Failure.
Failure is the biggest thing that I'm scared of.
I feel like I've put in too much work to fail.
But, pain doesn't bother me.
Rodeo's taught me that it's going to bring pain, but you gotta be tough to handle it and I've been tough my whole life.
My name is Shad Mayfield.
Professional tie-down roper, two-time world champion cowboy.
When I was 10 years old, first time I come to Texas, I got my butt whipped.
And I said, oh, I’m a long ways off of being good, you know?
And uh... that only happened one time.
I know I'm more obsessed than the average calf roper because you can see it in the results.
I will tell you, 100%, I'm mentally tougher than the competition, and that’s because of the old-school mentality that my dad taught me.
Like, he wasn't just the easy kind—like, “Good job, son.” It was none of that.
It's “You could do better.”
I was the loner because I'm out here working with my horses roping—roping the dummy.
Doing everything I can to win.
When I turned 18 and bought my PRCA card, I made the NFR my rookie year, and that's something that not very many people do.
And I tell people all the time, there's a difference in being cocky and being confident, and I feel like someone being cocky is someone that can’t back it up.
As I built myself up to where I am, I mean, I'm gonna have the best of everything.
The arena, it's set up a specific way so I can come home and practice the way I need to.
My barn is set up to have everything so that my horses are in the best of shape as well as the best taken care of.
There's horses that are ranch horses, but my horses are athletes.
I'm not going to get my horse out of the stall and go rope a cow in the pasture
that’s sick.
I don't need to go out there and risk hurting them.
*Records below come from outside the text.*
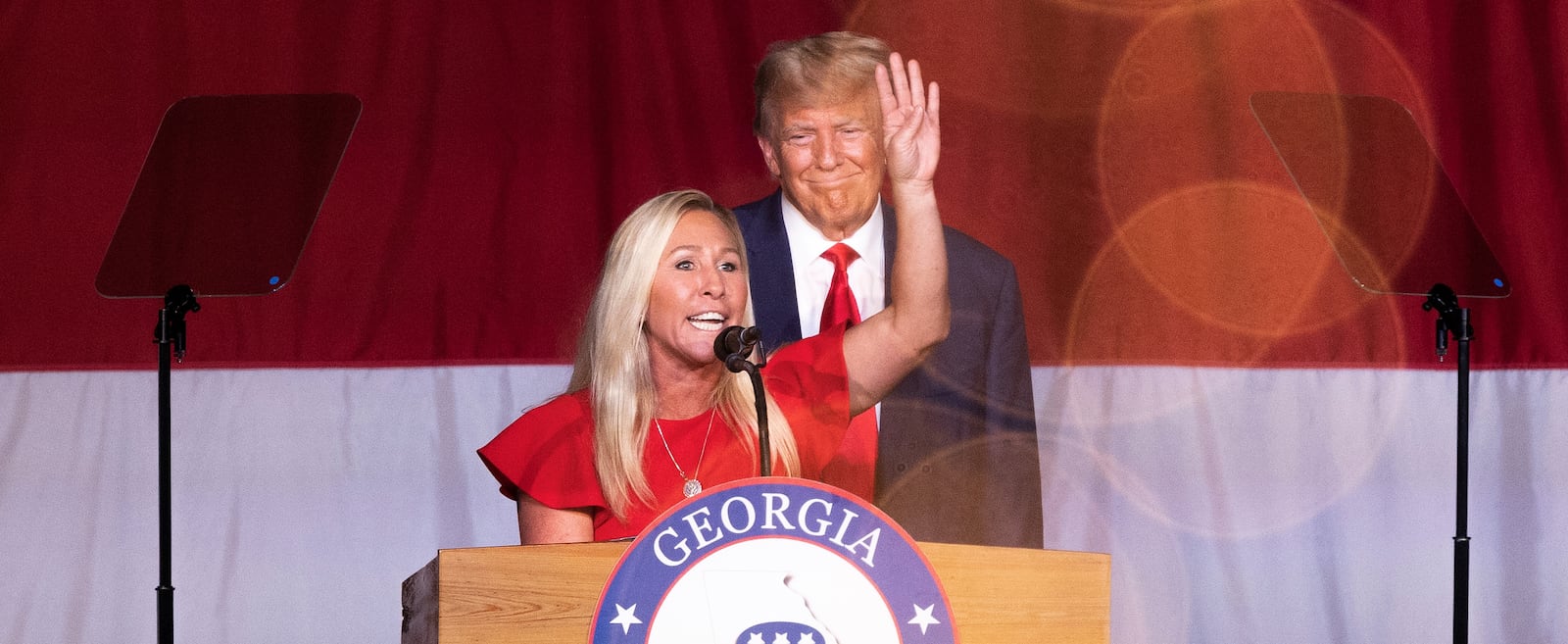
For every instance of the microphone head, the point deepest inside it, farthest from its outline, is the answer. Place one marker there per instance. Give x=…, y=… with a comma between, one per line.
x=728, y=342
x=750, y=335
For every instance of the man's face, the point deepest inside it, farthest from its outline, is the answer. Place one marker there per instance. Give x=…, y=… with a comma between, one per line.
x=828, y=159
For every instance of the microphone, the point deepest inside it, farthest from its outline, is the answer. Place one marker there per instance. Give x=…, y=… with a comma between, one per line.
x=734, y=345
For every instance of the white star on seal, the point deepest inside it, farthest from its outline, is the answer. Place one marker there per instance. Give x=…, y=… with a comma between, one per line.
x=626, y=617
x=922, y=618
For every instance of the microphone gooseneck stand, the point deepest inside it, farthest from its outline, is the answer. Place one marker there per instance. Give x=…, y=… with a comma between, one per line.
x=1455, y=320
x=733, y=345
x=172, y=340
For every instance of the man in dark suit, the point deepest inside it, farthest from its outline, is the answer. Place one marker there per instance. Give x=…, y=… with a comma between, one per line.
x=951, y=453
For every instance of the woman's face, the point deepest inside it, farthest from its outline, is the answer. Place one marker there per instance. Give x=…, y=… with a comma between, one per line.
x=698, y=290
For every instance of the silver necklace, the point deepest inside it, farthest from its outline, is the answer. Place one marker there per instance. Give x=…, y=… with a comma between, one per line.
x=692, y=484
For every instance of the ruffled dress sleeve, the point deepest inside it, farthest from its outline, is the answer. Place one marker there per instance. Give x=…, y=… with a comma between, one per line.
x=548, y=455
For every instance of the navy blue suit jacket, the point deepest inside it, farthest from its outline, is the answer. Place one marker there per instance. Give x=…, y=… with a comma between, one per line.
x=956, y=456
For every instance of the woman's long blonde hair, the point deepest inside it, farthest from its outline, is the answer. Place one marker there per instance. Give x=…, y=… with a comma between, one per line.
x=612, y=355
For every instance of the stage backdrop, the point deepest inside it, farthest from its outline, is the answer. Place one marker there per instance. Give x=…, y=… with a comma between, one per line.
x=1266, y=450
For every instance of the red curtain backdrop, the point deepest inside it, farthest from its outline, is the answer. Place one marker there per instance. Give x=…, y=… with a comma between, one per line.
x=1264, y=450
x=1104, y=146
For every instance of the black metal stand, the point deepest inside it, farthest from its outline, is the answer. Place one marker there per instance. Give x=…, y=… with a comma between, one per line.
x=1455, y=320
x=172, y=340
x=733, y=345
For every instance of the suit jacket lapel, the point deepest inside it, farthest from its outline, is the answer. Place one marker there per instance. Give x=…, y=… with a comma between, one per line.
x=772, y=274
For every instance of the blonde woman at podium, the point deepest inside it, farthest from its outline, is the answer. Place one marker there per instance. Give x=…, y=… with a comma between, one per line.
x=651, y=414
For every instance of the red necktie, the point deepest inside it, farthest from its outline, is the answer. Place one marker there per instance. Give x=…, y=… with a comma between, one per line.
x=855, y=466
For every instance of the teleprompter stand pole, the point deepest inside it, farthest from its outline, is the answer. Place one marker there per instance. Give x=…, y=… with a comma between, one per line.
x=1455, y=320
x=172, y=340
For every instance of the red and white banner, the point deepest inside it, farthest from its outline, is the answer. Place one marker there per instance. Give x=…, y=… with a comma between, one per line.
x=1266, y=450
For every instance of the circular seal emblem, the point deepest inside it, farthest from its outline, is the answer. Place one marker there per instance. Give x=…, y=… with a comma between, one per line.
x=773, y=562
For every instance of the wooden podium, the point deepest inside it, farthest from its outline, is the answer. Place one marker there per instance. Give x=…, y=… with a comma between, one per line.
x=549, y=594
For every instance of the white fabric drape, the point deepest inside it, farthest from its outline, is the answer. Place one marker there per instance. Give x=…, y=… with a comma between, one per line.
x=1239, y=505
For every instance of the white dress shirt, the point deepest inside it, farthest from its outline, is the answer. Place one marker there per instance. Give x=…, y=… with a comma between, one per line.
x=812, y=272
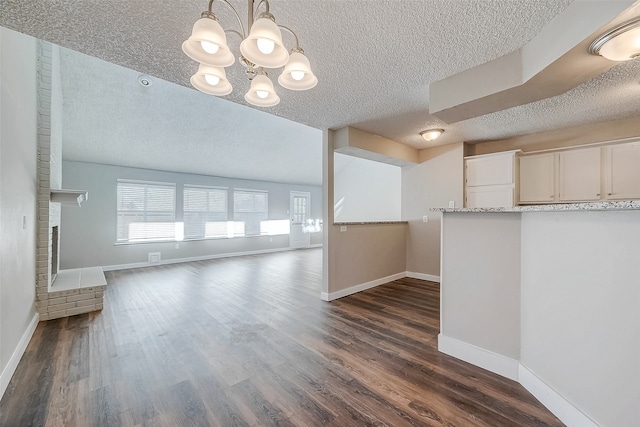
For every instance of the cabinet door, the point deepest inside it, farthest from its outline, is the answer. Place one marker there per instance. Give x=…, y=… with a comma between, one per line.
x=496, y=196
x=537, y=178
x=490, y=170
x=580, y=175
x=623, y=171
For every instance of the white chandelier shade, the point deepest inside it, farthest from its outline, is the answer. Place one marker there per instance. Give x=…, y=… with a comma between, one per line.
x=264, y=45
x=262, y=93
x=297, y=74
x=261, y=48
x=208, y=44
x=211, y=80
That's why I have my Ranger.
It's not a half-assed industry what we do.
It’s the toughest thing you can physically do on yourself, on everything.
Two years ago, they told me I needed to have two hip surgery.
And ain’t no way you can make it very long because things are going to get worse.
The next week, I won the Fort Worth Stock Show & Rodeo.
Went another week and won another rodeo.
And I'm thinking, you know, God's telling me, “Don't quit right now.”
I mean, he has me so far ahead in the standings.
Someone’s telling me, “Don't quit.”
Summer of 2025, I started to realize I'm not 100%.
There's a little bit in me that was kinda holding me back.
And that's when I said, OK, I'm ready, let's just knock this out.
So I decided after the NFR that I’m going to have surgery.